From a timing point of view we are well into the reign of Mr
Burryer, who has the difficult job of leading Sage back into growth, without
upsetting those folks in the City who love dividends and low risk. Aggressive acquisitions
have been hard to come by, and organic growth at a group level is not responding
(yet).
Notwithstanding the recent outperformance, over any other
period Sage has not outperformed TechMark and whilst it has been a steady
performer within the FTSE 100, one wonders whether this is purely on bid
premium, rather than fundamentals. A divestment of this scale should increase
Group profit margins, if only slightly!
In summary the case for divestment is more focus on market
dominant and growth markets, ability to drive shareholder value, and ammunition
for the management to go after a more aggressive strategy (which the company
can probably afford). It will rightfully establish management credentials on
their ability to make important and significant corporate decisions that drive
long term shareholder value.
Why might it not happen?
Well firstly this may just be a rumour and therefore far from
management’s mind. This is the way of rumours!
Sage have been making money (perhaps not enough) in the US
for the best part of two decades. It will be an ENOURMOUS decision for the
company and board to take. The make-up of the board is conservative and thus,
makes it unlikely that they will encourage such a bold move (my opinion, apologies
to the board if I am wrong!).
Sage will no longer be a global company.
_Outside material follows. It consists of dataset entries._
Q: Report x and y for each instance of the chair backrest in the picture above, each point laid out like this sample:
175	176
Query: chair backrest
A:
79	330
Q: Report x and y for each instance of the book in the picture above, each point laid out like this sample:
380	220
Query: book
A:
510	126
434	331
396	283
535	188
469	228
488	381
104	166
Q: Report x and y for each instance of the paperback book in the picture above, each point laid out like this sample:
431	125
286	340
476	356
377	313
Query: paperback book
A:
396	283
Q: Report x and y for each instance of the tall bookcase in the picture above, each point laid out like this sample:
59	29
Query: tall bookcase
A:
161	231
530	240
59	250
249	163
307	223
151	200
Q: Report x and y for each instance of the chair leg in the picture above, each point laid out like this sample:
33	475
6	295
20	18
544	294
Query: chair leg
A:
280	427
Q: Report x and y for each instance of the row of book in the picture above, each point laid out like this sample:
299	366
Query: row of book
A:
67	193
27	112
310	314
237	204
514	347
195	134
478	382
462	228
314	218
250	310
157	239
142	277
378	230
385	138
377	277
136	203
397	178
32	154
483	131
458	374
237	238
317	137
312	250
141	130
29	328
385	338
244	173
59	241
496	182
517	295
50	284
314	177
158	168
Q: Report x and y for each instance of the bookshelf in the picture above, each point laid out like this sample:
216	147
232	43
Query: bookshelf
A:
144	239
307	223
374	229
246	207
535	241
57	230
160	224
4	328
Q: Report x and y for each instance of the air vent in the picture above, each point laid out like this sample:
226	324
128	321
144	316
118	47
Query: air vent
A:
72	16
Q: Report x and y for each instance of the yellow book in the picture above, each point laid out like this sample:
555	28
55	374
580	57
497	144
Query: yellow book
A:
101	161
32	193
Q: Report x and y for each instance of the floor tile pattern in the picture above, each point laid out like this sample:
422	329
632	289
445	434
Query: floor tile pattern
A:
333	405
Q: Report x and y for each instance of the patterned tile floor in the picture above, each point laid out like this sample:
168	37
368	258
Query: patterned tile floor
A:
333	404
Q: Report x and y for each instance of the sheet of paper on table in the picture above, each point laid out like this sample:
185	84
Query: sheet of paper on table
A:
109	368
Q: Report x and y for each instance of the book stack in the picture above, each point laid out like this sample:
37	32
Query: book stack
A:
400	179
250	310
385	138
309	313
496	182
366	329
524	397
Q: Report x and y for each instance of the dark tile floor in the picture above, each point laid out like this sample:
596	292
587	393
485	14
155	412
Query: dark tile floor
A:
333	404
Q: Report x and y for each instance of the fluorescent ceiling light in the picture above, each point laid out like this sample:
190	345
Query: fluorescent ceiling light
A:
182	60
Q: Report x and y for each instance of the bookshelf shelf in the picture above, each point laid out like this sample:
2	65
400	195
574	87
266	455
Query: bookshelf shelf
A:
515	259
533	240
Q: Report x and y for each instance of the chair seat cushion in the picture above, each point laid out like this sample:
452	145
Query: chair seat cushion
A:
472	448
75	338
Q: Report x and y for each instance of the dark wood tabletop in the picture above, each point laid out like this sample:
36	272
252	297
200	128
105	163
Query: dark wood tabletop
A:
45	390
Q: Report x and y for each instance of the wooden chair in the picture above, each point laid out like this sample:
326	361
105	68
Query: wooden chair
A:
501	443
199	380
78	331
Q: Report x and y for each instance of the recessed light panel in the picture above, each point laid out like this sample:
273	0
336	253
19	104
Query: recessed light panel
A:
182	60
Have to say that
this is the weakest argument I could find, as Sage is not a global company anyway.
As I, and many others, have stated in the past, Sage is a very successful
federation of companies with very little by way of global integration or synergy
(R&D, Sales & Marketing etc).
The point here is that the global question is somewhat of a red
herring given the analysis that the company is not global and therefore has nothing
to lose by accepting that fact in a major US divestment.
Ironically public companies are affected by near term movements
in share price (both up and down). Management do try their best not to take
decisions based on this, but it is very hard to be completely divorced from
this daily (and sometimes cruel) reality. Given the rally in the shares that we
started this blog with, it may seem less “urgent” to take strategic (i.e. long
term) decisions about the business.
On balance I think that the possibility of a deal of this
kind should be considered, obviously subject to price, but also subject to one
other consideration. What would the company do with the proceeds? Can the board
and management pull-off the aim of driving growth and preparing Sage for the
next decade\s? This is obviously not a question I can answer with authority,
but if I were a shareholder I would be asking.
Finally, and as a postscript, whatever the reason for the
rise in share price I am confident that it has taken Sage out of the price
range of the potential private equity buyers. Doesn’t mean that they do not have
their pencils sharpened, they will simply have to wait and see, with the rest
of us, whether the company can put growth numbers together to justify a public
company rating – we continue to wish them the best of luck!